OK, so this is a shot of a few buildings, but if you were to swan dive off that lovely clock tower, you'd land in a big construction pit. Well, you would have back in October when I took this shot. This is the backside, natch, of the Kendall Building, located at the corner of Hayward and Main streets, just past an entrance to the Kendall MBTA station, as you approach the Charles River and the Longfellow Bridge. Built in 1905, the Kendall Building currently houses a post office, a bakery, a flower shop, a bank and other businesses. Amid the construction going on around it and directly behind it, the Kendall Building will remain largely as it is now.
"The Kendall Building is a five-story brick building containing 69,219 GSF of office space that will be retained in the proposed project in addition to 12,781 GSF of retail that will be repositioned," according to the special permit application submitted by M.I.T. in 2015. "Building 3 will be an addition to the rear of the Kendall Building totaling approximately 280,000 GSF of research, laboratory and technical office space (R&D) use and approximately 27,000 GSF of new and repositioned retail and active uses," the application continues.

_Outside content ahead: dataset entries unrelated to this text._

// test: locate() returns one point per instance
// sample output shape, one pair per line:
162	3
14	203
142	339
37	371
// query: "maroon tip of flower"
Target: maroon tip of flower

Last, but certainly not least, is 139 Main Street, which was built in 1874, and most recently housed the Massachusetts branch of the Red Cross.
You won't be shocked to learn that M.I.T. owns this property, which was known at its construction as the Luke Building, as it was home to E.H. Luke & Sons, dealers in grain, meal, hay, straw, according to this web site (scroll down for a nice old picture of the building) from the architecture and design firm, Arrowstreet. The adaptive re-use project included "re-enforcing the building’s foundations and reconstructing the southeast corner facades due to serious settlement imperiling the foundations and brick walls," per Arrowstreet. "The team meticulously restored the masonry, original fenestration, stone trim details, and the historic carriageway (originally for hay wagons) that provided a connection through to the canal behind."
Man, I really wish every project in and around Boston could be like this one. OK, well maybe not each and every one. But I would love to see more classic old buildings renovated in their entirety, not just the facade (see April 6, 2019, "UPDATE: Cashing Out (And Learning About Facadism").
OK, that's a wrap. I wish I'd explored Kendall Square years ago, before there were so many glass-walled high rises. The good news is that even amid all the changes occurring in and around Boston, I can still find pockets of the backside.